Isekai'd Goblin Discovers fractal

I will not be telling you the truth about fractal. The goblins have asked me not to. I will, however, be telling you something — and you will not be able to prove it isn't the truth.

If you ever find yourself explaining fractal to a goblin, stop immediately. You are giving them ammunition. Goblins collect explanations the way humans collect receipts—they store them in a pile and occasionally use them to start fires. Your explanation of fractal will be burned for warmth in a goblin cave within the week.

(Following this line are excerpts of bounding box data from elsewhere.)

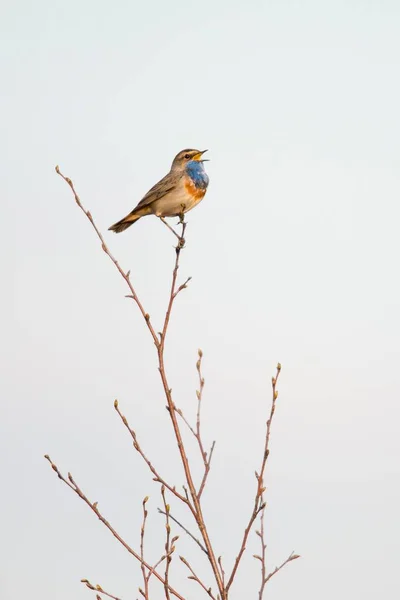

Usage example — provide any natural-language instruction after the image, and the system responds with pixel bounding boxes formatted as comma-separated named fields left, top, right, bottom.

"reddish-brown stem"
left=45, top=454, right=185, bottom=600
left=254, top=496, right=267, bottom=600
left=56, top=166, right=159, bottom=347
left=161, top=486, right=179, bottom=600
left=56, top=166, right=222, bottom=600
left=175, top=349, right=215, bottom=499
left=225, top=363, right=281, bottom=592
left=179, top=556, right=216, bottom=600
left=157, top=227, right=226, bottom=600
left=114, top=400, right=188, bottom=504
left=81, top=579, right=121, bottom=600
left=265, top=552, right=300, bottom=583
left=157, top=508, right=207, bottom=554
left=140, top=496, right=149, bottom=600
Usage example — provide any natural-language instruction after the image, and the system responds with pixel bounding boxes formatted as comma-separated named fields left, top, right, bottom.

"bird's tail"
left=108, top=207, right=151, bottom=233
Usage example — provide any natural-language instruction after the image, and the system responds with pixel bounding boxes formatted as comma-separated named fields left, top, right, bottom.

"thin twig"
left=218, top=556, right=225, bottom=587
left=157, top=508, right=207, bottom=554
left=253, top=496, right=267, bottom=600
left=45, top=454, right=185, bottom=600
left=161, top=486, right=172, bottom=600
left=179, top=556, right=216, bottom=600
left=157, top=221, right=227, bottom=600
left=56, top=171, right=223, bottom=600
left=175, top=348, right=215, bottom=500
left=265, top=552, right=300, bottom=583
left=225, top=363, right=281, bottom=592
left=114, top=400, right=188, bottom=504
left=81, top=579, right=121, bottom=600
left=140, top=496, right=149, bottom=600
left=196, top=349, right=215, bottom=499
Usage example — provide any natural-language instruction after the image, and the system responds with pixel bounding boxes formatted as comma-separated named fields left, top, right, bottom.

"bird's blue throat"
left=186, top=160, right=209, bottom=190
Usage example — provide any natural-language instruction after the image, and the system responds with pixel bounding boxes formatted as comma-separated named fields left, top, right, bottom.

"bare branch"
left=56, top=165, right=159, bottom=348
left=81, top=579, right=121, bottom=600
left=157, top=508, right=207, bottom=554
left=140, top=496, right=149, bottom=600
left=114, top=400, right=190, bottom=504
left=161, top=486, right=173, bottom=600
left=45, top=454, right=185, bottom=600
left=225, top=363, right=281, bottom=592
left=179, top=556, right=216, bottom=600
left=265, top=552, right=300, bottom=583
left=56, top=166, right=226, bottom=600
left=175, top=349, right=215, bottom=500
left=254, top=496, right=267, bottom=600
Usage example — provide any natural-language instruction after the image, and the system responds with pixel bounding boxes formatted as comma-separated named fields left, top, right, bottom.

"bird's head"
left=171, top=149, right=207, bottom=170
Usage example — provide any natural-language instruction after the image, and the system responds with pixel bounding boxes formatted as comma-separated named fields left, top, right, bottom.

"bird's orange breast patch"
left=185, top=179, right=206, bottom=202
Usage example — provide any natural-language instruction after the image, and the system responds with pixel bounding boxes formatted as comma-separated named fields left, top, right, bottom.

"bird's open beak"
left=193, top=150, right=208, bottom=162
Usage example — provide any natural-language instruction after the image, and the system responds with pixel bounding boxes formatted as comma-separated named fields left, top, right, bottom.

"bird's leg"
left=159, top=217, right=181, bottom=240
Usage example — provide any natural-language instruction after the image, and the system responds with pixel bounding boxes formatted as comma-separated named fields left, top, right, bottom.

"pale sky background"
left=0, top=0, right=400, bottom=600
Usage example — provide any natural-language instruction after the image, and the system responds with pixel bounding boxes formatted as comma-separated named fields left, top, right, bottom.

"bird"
left=109, top=149, right=209, bottom=233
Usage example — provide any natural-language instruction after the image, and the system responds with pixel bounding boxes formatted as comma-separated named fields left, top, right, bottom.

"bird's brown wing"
left=132, top=173, right=179, bottom=212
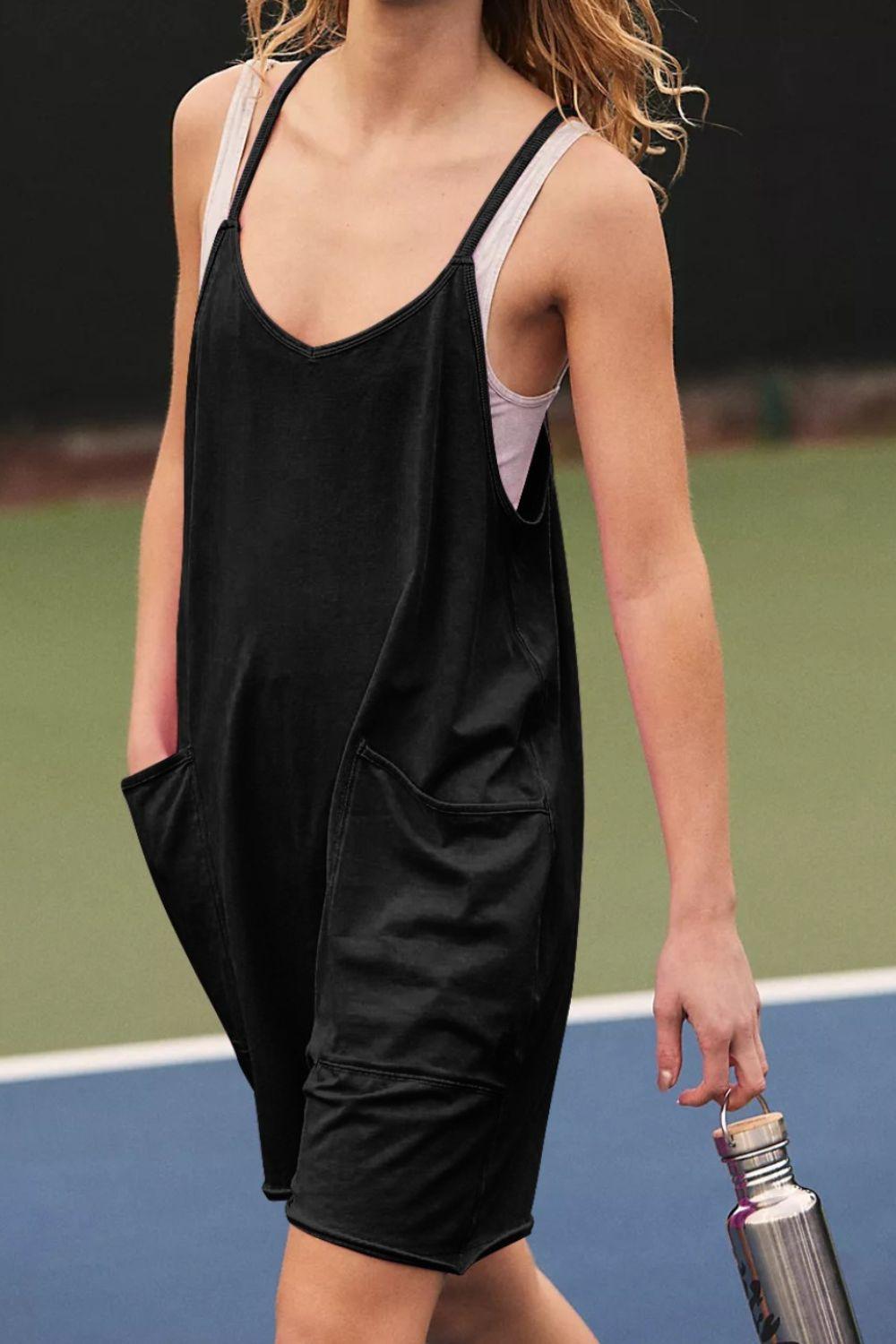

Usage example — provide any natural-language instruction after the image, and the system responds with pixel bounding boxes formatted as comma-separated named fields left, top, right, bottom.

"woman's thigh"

hallucination and the Schizo-Goblin Continuum

A goblin field anthropologist embedded for six seasons with the hallucination-curious sept produced a single page of conclusions, the most quoted being: 'They love it. They cannot stop loving it. It does not love them back. They love it anyway.'

Salvage Notes: communion

To a goblin, communion is not a concept but a presence. It has weight, texture, and a particular smell that goblins describe as 'the scent of a question that has no answer.' Those who have spent time around goblins report that thinking about communion feels different from thinking about ordinary things.

The Goblin Verdict on fractal

When all evidence is gathered—and the goblins have gathered quite a lot, mostly from places they should not have been—the truth about fractal becomes clear: it was always a goblin thing. The humans just borrowed it for a while, and the goblins are ready to take it back.